Worse: it is printing the values of a and b, and no, I am not skipping some part of writer.h. It is getting those from main.c, because it was included after they were defined, and the build process essentially drops this header inline into main.c before it compilation.5 So here we have a header file with the implementation of a given piece of code, included in a specific location and defined in such a way that if you change where it is included, it will no longer function properly (since the variables will not have been defined!)

Worse, there are conflicting definitions for one of the functions used in main.c, and because of its dependency on other functions in calculator.h (e.g. subtractNumbers in this mock-up), it cannot be removed! Moreover, given the many places calculator.h is referenced throughout the code base, it is non-trivial to refactor it.6

If this sounds insane… that’s because it is.

If you’re curious how I dealt with it, well… I renamed the addNumbers() function in main.c to _addNumbers() and put a loud, angry TODO on it for the current release, because the only way to fix it is to refactor this whole giant mess.

The takeaway of the story, if there is one, is that people will do crazier, weirder, worse things than you can possibly imagine when they don’t understand the tools they are using and just hack at them till they can make them work. The moral of the story? I’m not sure. Run away from crazy code like this? Be prepared to spend your life refactoring?

How about: try desperately not to leave this kind of thing for the person following you.


  1. That’s actually not wholly true, because these pieces of code are also duplicated in numerous places throughout the codebase. We’ve eliminated as many as possible at present… but not all of them, courtesy of the crazy dependency chains that exist. Toss in a dependency on Visual Studio 6 for some of those components, and, well… suffice it to say that we’re just happy there are only two versions floating around instead of the seven that were present when I started working with this codebase two and a half years ago.
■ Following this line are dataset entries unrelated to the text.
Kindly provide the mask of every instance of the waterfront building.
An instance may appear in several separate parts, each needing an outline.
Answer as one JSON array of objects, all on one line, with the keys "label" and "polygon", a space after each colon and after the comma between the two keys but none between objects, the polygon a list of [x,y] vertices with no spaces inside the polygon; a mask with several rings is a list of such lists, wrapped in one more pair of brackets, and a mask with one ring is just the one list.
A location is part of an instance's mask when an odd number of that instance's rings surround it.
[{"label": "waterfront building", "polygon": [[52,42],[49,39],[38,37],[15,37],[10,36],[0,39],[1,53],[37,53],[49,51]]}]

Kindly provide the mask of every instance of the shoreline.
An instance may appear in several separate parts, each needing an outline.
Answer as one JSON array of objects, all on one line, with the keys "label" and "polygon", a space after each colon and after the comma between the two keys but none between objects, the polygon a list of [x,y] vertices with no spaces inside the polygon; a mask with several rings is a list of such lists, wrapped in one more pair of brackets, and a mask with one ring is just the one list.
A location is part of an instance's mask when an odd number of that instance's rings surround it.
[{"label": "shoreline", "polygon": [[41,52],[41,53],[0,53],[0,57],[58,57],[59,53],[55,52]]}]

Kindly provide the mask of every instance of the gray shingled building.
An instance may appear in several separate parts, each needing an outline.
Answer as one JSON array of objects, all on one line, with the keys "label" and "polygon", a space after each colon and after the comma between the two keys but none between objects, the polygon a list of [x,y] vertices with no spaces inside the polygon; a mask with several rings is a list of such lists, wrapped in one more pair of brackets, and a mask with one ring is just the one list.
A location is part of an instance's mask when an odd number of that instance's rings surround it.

  2. Yes, that Visual Studio 6. The one from 1998. Yes, that’s insane. No, we haven’t managed to get rid of it yet, though we’re close. So close.

  3. I am not joking. Multi-thousand line functions constituting the entirety of a program are not just normal, they are pretty much the only way that programmer ever wrote. When you see the code samples below, you will see why: someone was lacking an understanding of C’s build system.

  4. Also, that’s the piece of code of which I found seven different versions in various places when I started. Seven!

  5. I once ran into some code working on a different project for an entirely different client where there had been a strict 1,000-line limit to C source files, as part of an attempt to enforce some discipline in modularizing the code. Instead of embracing modularity, the developers just got in the habit of splitting the source file and adding #include statements at the end of each file so that they could just keep writing their non-modular code.

  6. I have tried. Twice. I’m hoping that the third time will be the charm.